Chinese Solution

The Afghan problem needs a political solution in which regional powers need to play a role. Regional, meaning not the US, and powers, meaning China, not a second level petty aggressor like India. Since the occupation of Afghanistan by American forces, the soil of Afghanistan has hardly witnessed a peaceful day. The American strategy to eradicate Taliban has failed to a large extent as Taliban are gaining control of areas outside Kabul. The Afghan government has no writ outside the capital.

Pakistan, Afghanistan and China have agreed to hold dialogue process at foreign ministers’ level to discuss relations between Islamabad and Kabul with a special focus on economic cooperation. Hopefully Afghani officials will have better sense then to swat away the Chinese hand. Beijing wants a stable Afghanistan because of the investments she is doing there, and will be a more peaceful and stable partner than India can ever be.
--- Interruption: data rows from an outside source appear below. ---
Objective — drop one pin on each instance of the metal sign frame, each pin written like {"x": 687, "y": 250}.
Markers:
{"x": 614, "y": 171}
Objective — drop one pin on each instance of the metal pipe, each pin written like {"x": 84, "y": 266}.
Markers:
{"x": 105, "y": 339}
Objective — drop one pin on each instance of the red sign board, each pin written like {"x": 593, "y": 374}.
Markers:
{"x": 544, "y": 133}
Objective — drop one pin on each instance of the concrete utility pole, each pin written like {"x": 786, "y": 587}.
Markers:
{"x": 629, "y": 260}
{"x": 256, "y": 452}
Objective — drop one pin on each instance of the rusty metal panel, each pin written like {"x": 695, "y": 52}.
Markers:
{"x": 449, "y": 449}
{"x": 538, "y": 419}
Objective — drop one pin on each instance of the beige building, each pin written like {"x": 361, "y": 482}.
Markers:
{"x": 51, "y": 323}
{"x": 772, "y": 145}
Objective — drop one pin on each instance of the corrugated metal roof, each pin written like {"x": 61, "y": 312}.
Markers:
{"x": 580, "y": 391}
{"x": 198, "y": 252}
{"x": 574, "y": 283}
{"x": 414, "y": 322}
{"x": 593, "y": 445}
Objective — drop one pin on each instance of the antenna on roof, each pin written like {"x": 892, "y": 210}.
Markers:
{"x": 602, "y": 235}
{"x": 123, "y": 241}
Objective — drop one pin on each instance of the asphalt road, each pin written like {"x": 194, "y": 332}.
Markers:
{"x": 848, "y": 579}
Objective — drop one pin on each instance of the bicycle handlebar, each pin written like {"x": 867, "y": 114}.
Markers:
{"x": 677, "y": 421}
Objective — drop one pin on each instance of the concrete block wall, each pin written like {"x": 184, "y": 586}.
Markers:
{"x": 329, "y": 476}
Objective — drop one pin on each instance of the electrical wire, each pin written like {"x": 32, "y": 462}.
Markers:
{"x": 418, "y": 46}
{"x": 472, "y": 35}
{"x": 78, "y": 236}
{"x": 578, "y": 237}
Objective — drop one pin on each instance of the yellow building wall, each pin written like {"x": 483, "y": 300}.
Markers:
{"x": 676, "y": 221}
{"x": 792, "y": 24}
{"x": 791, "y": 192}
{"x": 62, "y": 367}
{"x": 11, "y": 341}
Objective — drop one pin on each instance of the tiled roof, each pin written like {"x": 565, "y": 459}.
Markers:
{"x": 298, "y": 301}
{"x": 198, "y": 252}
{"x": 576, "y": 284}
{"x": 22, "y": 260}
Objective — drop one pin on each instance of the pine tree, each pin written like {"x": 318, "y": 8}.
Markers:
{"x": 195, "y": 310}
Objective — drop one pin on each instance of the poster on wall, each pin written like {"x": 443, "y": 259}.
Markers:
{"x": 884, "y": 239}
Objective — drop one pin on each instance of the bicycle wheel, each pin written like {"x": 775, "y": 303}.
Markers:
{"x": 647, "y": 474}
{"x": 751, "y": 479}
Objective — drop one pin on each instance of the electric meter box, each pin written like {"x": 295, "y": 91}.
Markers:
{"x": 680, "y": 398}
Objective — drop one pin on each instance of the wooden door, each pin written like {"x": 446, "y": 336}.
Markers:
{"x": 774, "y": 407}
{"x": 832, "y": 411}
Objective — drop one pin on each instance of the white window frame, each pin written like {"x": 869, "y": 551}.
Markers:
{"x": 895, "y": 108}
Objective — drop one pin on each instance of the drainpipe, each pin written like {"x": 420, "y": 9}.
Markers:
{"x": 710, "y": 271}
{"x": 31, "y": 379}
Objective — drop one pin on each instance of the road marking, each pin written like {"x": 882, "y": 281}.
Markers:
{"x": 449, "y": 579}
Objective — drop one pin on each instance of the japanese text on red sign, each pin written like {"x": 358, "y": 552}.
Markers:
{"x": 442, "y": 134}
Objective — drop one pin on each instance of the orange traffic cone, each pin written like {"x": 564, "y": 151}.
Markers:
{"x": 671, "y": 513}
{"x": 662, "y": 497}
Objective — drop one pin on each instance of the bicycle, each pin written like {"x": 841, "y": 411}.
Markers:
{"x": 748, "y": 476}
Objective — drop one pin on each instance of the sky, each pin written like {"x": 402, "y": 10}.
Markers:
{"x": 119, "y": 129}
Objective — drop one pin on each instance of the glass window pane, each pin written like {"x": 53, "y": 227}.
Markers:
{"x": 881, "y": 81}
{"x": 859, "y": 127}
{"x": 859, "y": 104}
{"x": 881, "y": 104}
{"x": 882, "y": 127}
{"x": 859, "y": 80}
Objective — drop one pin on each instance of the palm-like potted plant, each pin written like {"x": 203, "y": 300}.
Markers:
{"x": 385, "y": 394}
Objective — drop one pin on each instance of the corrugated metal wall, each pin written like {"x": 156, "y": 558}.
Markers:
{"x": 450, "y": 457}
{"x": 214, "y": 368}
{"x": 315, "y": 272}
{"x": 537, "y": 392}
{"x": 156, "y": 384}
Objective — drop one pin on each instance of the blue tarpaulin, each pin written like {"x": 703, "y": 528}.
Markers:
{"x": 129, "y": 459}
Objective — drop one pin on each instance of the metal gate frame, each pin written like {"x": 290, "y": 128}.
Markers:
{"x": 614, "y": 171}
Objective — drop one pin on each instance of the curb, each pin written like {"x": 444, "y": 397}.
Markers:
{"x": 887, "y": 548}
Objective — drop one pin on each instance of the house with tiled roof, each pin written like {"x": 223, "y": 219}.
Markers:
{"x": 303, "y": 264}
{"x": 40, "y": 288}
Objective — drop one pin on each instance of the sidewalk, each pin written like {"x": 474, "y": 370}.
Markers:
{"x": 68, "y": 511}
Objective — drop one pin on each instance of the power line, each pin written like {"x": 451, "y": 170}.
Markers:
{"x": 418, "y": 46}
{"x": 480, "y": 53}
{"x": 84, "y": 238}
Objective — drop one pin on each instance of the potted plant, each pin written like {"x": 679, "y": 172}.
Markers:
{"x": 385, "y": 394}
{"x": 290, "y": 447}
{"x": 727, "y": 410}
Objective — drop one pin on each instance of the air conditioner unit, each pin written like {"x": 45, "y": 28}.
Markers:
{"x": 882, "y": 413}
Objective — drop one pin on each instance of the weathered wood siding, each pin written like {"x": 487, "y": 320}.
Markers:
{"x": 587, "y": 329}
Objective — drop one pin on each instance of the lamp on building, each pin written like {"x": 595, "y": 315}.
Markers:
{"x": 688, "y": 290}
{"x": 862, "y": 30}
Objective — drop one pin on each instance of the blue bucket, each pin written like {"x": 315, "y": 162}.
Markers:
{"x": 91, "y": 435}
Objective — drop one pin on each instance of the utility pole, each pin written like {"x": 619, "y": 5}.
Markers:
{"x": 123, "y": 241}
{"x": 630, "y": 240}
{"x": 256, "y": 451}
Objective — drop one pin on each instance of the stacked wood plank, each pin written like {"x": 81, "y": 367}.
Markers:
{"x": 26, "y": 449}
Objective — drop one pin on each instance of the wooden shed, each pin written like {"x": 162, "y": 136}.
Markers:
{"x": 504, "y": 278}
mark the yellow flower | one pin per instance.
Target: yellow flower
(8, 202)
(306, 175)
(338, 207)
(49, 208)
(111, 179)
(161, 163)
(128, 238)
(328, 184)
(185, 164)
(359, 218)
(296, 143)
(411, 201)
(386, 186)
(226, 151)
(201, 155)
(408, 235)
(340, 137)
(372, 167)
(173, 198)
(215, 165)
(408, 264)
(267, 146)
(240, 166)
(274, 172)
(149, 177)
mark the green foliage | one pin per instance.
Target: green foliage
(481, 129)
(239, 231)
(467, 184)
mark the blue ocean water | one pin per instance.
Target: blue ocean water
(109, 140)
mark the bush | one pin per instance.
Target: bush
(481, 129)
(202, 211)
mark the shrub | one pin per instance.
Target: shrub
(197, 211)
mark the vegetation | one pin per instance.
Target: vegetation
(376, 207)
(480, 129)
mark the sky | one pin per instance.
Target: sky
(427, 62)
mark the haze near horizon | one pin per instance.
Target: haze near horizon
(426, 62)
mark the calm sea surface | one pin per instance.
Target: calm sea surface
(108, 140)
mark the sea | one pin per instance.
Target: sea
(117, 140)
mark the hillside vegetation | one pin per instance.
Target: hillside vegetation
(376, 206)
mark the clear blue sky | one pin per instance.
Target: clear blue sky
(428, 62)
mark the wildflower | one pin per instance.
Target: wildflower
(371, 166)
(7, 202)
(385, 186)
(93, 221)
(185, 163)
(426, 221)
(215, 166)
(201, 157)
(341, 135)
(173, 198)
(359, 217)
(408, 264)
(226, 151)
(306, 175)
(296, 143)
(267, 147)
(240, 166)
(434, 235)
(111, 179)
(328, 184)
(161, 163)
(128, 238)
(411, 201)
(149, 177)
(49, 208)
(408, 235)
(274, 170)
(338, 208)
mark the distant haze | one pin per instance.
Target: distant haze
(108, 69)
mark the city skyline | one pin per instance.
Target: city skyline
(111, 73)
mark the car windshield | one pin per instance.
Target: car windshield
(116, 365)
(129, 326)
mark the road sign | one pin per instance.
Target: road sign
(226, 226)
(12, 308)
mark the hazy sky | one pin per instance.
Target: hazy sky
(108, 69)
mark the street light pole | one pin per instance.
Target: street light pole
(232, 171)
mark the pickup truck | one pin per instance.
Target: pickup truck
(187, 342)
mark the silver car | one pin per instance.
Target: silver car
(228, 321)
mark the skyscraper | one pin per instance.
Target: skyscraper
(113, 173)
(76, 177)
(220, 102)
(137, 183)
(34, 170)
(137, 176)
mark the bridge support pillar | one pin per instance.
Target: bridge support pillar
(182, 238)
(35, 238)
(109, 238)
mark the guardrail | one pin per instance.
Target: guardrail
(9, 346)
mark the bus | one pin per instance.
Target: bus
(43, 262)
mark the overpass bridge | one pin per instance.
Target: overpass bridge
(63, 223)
COAS Qamar Bajwa rightly says that Pakistan has sacrificed the most in the ongoing war against terror. Reluctance on the part of the world not to acknowledge Pakistan’s role and demanding to ‘do more’ is not fair. The wedge that the US has driven between Pakistan and Afghanistan by dissolving the Af-Pak office and Congress bills that wish to remove Pakistan from the list of Major non-NATO ally (MNNA) states, will only cause more conflict in the region. The Americans, none of whom are dying from terrorism, or suffering economics losses, play God with our people without the realisation that if people in the Middle East and South Asia are demonised, and are not safe, no one in the world will be safe. Attacking Pakistan diplomatically, and calling us names in Congress only creates public dissent in Pakistan, and only fuels more hate and distrust for the US and its operations in the region.

COAS has stated that now is the time for all other stakeholders particularly Afghanistan to ‘do more’ in order to curtail terrorism. It has been almost 40 years since the Soviet occupation of Afghanistan, and 15 since the US occupation. Is this not enough time for the locals to have gotten their act together? Pakistan will always offer help, and cooperation, but Afghan instability is not our fault, or our burden. We have enough problems of our own.

Fighting terrorism on just a military front is not enough and will always prove short term unless the solution is multi-pronged including political cooperation. And Pakistan, as well as China, are among the only few countries that have realised that. It is hoped that China being the mediator between Pakistan and Afghanistan will succeed in normalising the relations, because if a superpower cannot convince Afghanistan to really cooperate, nothing will.